Raindrop's approach solves two problems simultaneously:
- Privacy: No agent traces leave your machine. For enterprise teams building proprietary agents, this removes the legal headache of cloud observability.
- Speed: Real-time streaming versus polling means you see failures as they happen, not after batch processing.
- Storage: A single .db file that "takes up relatively little memory" according to Raindrop CTO Ben Hylak, a former Apple and SpaceX engineer.
The self-healing eval loop is where this gets interesting. Instead of developers manually debugging agent failures, Workshop captures the full trajectory, then lets coding agents like Claude Code read their own traces, write evaluations against the codebase, and fix the broken logic. It's agents debugging agents.

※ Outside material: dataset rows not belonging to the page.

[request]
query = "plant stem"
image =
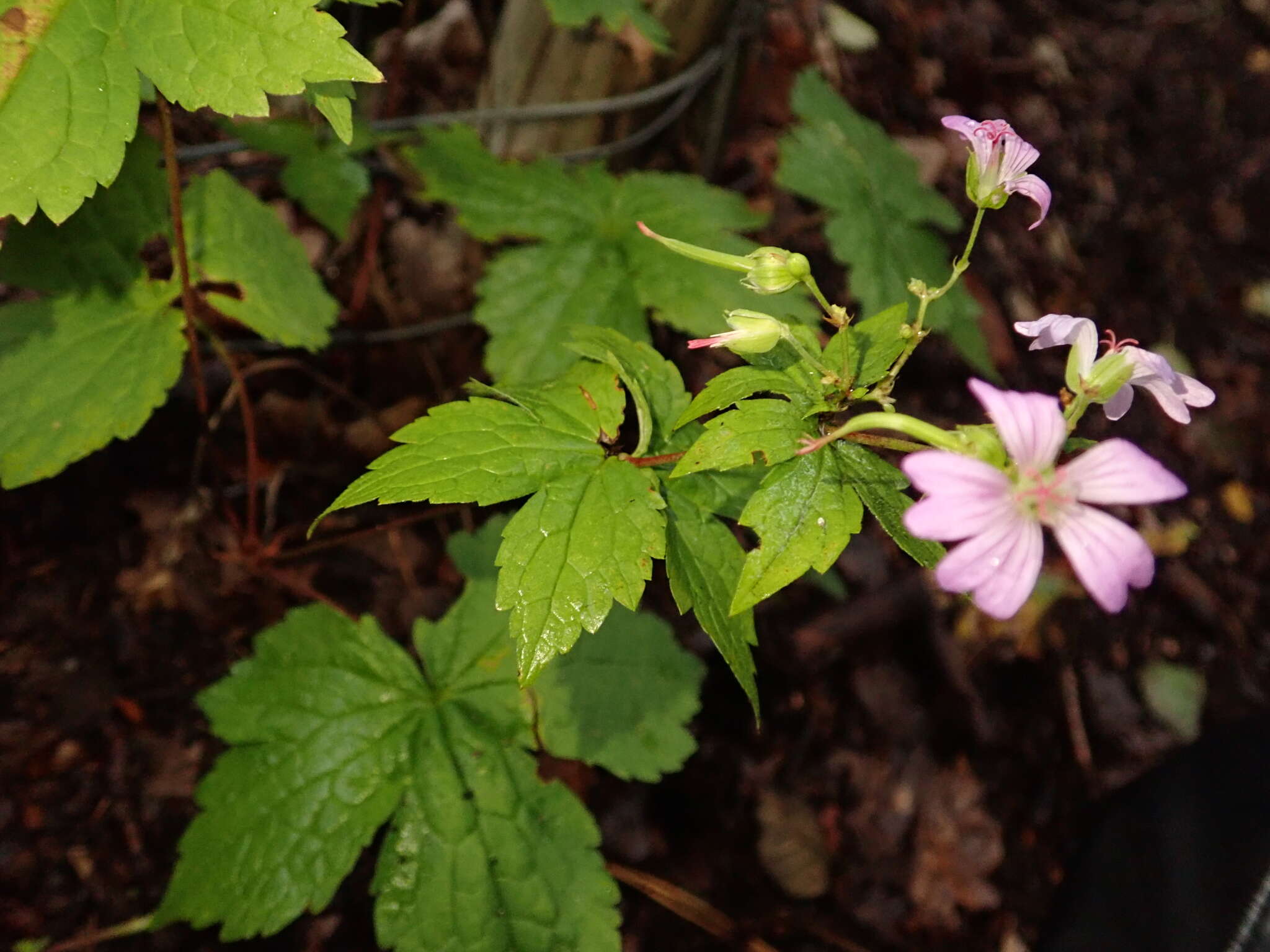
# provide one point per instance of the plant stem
(918, 328)
(178, 227)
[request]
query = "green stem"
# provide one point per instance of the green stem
(809, 357)
(901, 423)
(918, 328)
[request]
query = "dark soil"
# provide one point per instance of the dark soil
(948, 764)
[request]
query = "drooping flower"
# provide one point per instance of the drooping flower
(1103, 379)
(1000, 513)
(998, 164)
(752, 333)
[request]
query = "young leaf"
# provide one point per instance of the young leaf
(81, 371)
(733, 386)
(69, 99)
(621, 699)
(575, 546)
(592, 268)
(804, 514)
(769, 430)
(323, 177)
(319, 721)
(475, 451)
(881, 487)
(234, 238)
(228, 55)
(881, 214)
(703, 562)
(99, 247)
(615, 14)
(653, 382)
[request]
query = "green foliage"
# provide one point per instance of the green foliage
(621, 697)
(881, 487)
(881, 214)
(591, 267)
(234, 238)
(79, 371)
(334, 731)
(69, 87)
(804, 513)
(577, 545)
(615, 15)
(326, 178)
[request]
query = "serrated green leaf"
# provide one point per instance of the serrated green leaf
(758, 431)
(615, 15)
(590, 711)
(228, 54)
(533, 296)
(654, 384)
(69, 100)
(81, 371)
(99, 247)
(323, 177)
(235, 239)
(804, 514)
(334, 100)
(704, 562)
(881, 487)
(577, 545)
(734, 385)
(321, 719)
(592, 268)
(475, 451)
(879, 209)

Here's the example Raindrop provides: a veterinary assistant agent fails to ask necessary follow-up questions. Workshop captures the full conversation trajectory. Claude Code reads the trace, writes a specific eval, identifies the logic error in the prompt or code, and patches it. The next time the agent runs, it asks the right questions.
This is the infrastructure layer for agentic systems starting to mature. For the past year, developers have been building agents with consumer LLM interfaces and cobbled-together logging. Workshop gives them actual tooling designed for how agents actually work: non-deterministic, multi-step, tool-using systems that need observability at the token level.
The Implication
Watch for two things. First, whether this becomes table stakes for agent development frameworks. If Workshop proves the model works, expect similar tools from Anthropic, OpenAI, and the agent platform companies. Second, whether the self-healing eval loop actually holds up in production. Agents debugging agents sounds elegant, but it only works if the underlying models are good enough at reading their own mistakes. That's still an open question.
If you're building agents, install this and see what your system is actually doing. The .db file is portable, which means you can share failure traces with your team without privacy concerns. One-line install for macOS, Linux, and Windows. GitHub repo uses the Bun runtime if you want to build from source.